Things would not be that bad should the "visible hand" intervene only from the outside. The truth is that colleges are being run like any other bureaucracy, where intellectual pursuits are subordinated to administrative ambition.

That those running institutions of higher learning are ignorant of, disregard, or cannot follow the rules of education as a profession, according to the USTC professor, is another important reason for the state of our colleges. The predominance of anti-intellectual factors on college campuses not only deprive our institutions of higher learning of academic vitality, but provide catalysts for academic corruption. College campuses no longer fit the once revered status of an "ivory tower". Such open secrets as copying, plagiarizing and bribe-taking are as prevalent as other forms of corruption. And, these are taken for granted as the "tacit rules" of business.

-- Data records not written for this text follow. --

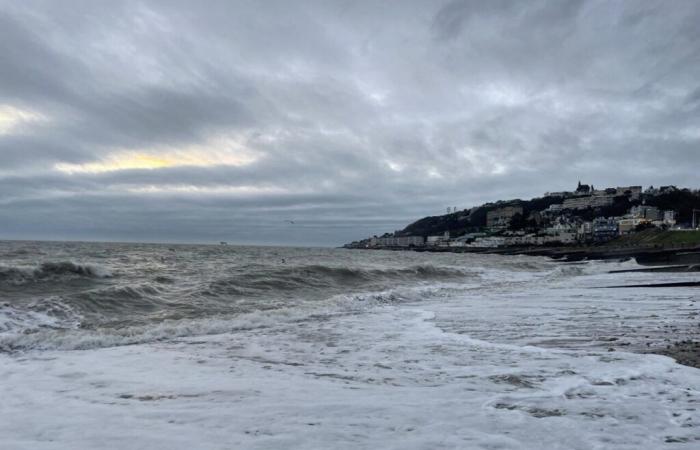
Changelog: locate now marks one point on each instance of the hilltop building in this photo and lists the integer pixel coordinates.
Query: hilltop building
(501, 217)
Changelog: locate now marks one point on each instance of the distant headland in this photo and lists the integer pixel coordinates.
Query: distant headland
(652, 225)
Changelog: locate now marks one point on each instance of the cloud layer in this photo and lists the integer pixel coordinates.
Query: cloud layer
(220, 120)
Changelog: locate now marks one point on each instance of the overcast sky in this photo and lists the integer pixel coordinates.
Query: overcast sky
(221, 120)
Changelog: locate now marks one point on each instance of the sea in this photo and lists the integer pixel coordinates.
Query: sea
(145, 346)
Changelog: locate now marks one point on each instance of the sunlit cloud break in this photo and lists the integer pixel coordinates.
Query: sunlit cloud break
(217, 152)
(12, 118)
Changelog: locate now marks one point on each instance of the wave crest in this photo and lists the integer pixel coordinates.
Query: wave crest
(50, 271)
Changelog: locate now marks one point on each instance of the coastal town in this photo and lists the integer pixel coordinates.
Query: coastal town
(584, 216)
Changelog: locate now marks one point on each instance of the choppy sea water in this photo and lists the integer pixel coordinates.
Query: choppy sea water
(219, 347)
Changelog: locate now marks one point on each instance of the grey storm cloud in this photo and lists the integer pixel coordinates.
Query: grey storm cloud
(221, 120)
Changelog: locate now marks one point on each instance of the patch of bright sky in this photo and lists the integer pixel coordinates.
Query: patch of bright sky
(222, 151)
(11, 118)
(224, 190)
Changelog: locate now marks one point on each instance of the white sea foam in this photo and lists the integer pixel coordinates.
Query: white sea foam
(513, 356)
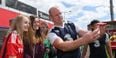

Indeed, fraudulent academic practices are too widespread to surprise or shock anyone. But it is quite another matter for them to be treated as acceptable.

We have been hearing lamentations about the falling quality of higher education and against academic corruption all these years. And, once in a while, vows to have changes made are also heard. But, forgive us for being impatient, we are yet to see substantial difference.

We understand the challenge, complexity, and difficulties of managing a mammoth national education system. But that is no reason to look on while obvious problems persist.